North Korea Threatens US, Says It Could ‘Burn Manhattan Down to Ashes’

A short article on what the nuclear scientist said about the U.S. and things N. Korea had done earlier this year.
North Korea Threatens US, Says It Could ‘Burn Manhattan Down to Ashes’
A man watches a news report showing file footage of North Korean missiles on parade, at a railway station in Seoul on March 4, 2016. (Jung Yeon-je/AFP/Getty Images)
3/14/2016
Updated:
3/17/2016

North Korea made enormous threats Sunday, March 13, saying it could obliterate Manhattan by sending a hydrogen bomb to the heart of New York City.

“Our hydrogen bomb is much bigger than the one developed by the Soviet Union,” state-run media DPRK Today reported Sunday, according to The Washington Post

“If this H-bomb were to be mounted on an intercontinental ballistic missile and fall on Manhattan in New York City, all the people there would be killed immediately and the city would burn down to ashes,” a nuclear scientist named Cho Hyong Il said, according to the report.

Cho stressed that North Korea’s newly developed bomb “surpasses our imagination,” simply because it is more powerful in comparison to what the Soviet Union had.

“The H-bomb developed by the Soviet Union in the past was able to smash windows of buildings 1,000 kms [about 621 miles] away and the heat was strong enough to cause third-degree burns 100 kms away,” the report continued.

In January, Kim ordered North Korea’s fourth nuclear test and claimed that it was a hydrogen bomb, not a simple atomic one.
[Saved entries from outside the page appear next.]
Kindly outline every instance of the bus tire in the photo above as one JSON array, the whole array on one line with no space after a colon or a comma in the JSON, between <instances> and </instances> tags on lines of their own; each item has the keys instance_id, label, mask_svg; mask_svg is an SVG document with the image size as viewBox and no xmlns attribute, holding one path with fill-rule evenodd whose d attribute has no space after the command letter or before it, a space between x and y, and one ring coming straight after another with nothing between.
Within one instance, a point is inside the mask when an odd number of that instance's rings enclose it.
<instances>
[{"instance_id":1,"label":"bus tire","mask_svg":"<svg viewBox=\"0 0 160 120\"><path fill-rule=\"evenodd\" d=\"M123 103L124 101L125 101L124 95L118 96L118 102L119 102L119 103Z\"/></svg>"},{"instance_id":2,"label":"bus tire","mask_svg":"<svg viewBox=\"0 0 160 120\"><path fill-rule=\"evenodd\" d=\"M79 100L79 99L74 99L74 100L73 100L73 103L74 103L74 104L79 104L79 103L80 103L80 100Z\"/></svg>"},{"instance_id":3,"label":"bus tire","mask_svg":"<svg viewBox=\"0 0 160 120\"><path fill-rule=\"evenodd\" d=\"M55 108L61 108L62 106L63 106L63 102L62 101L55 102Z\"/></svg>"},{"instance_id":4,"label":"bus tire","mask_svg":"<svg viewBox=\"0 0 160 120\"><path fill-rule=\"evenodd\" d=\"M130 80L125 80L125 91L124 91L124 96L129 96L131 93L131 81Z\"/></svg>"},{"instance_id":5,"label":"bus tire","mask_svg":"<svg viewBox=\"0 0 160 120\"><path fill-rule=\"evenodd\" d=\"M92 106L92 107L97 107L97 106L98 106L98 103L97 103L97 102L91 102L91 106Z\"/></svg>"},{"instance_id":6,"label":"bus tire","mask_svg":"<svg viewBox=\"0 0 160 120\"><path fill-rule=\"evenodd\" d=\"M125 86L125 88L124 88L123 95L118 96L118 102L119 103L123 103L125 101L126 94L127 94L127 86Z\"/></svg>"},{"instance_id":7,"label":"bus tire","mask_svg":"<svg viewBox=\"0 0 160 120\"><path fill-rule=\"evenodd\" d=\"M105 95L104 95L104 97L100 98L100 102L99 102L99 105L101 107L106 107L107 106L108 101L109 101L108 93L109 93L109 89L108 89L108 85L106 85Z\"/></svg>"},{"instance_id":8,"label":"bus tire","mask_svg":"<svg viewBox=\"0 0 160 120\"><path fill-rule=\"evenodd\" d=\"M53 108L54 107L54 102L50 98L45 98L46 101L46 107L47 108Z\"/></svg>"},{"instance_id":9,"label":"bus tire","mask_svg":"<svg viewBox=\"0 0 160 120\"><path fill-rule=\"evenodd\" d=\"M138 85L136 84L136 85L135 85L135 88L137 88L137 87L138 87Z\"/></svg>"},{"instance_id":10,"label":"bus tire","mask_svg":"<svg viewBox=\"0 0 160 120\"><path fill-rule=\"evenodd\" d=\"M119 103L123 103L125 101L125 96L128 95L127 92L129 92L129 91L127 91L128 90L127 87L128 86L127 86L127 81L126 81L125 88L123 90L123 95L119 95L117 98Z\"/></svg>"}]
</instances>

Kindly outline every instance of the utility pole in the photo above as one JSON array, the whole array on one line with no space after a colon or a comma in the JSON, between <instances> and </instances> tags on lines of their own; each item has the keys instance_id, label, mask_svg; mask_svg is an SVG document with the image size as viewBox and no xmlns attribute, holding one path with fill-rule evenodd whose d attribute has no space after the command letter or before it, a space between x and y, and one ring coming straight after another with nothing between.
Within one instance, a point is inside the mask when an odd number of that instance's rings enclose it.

However, most experts seemed to be skeptical of North Korea’s technical claims, observing that the seismic waves caused by the blast were much similar to those caused by the North’s three previous tests.

Then a month later, in February, North Korea launched a long-range ballistic missile.

Experts concluded that the U.S. West Coast might be next, but there aren’t any indications that North Korea could hit the East Coast, the Washington Post reported.

Kim also presented a “miniaturized warhead,” which experts were also skeptical about, saying it doesn’t look right.

But Jeffrey Lewis, director of the East Asia nonproliferation program at the Middlebury Institute of International Studies at Monterey, thinks quite the opposite. He warned not to dismiss North Korea’s claims too soon.

“It does not look like U.S. devices, to be sure, but it is hard to know if aspects of the model are truly implausible or simply that North Korean nuclear weapons look different than their Soviet and American cousins,” Lewis wrote in an analysis for 38 North, a website focused on analysis of North Korea. “The size, however, is consistent with my expectations for North Korea.”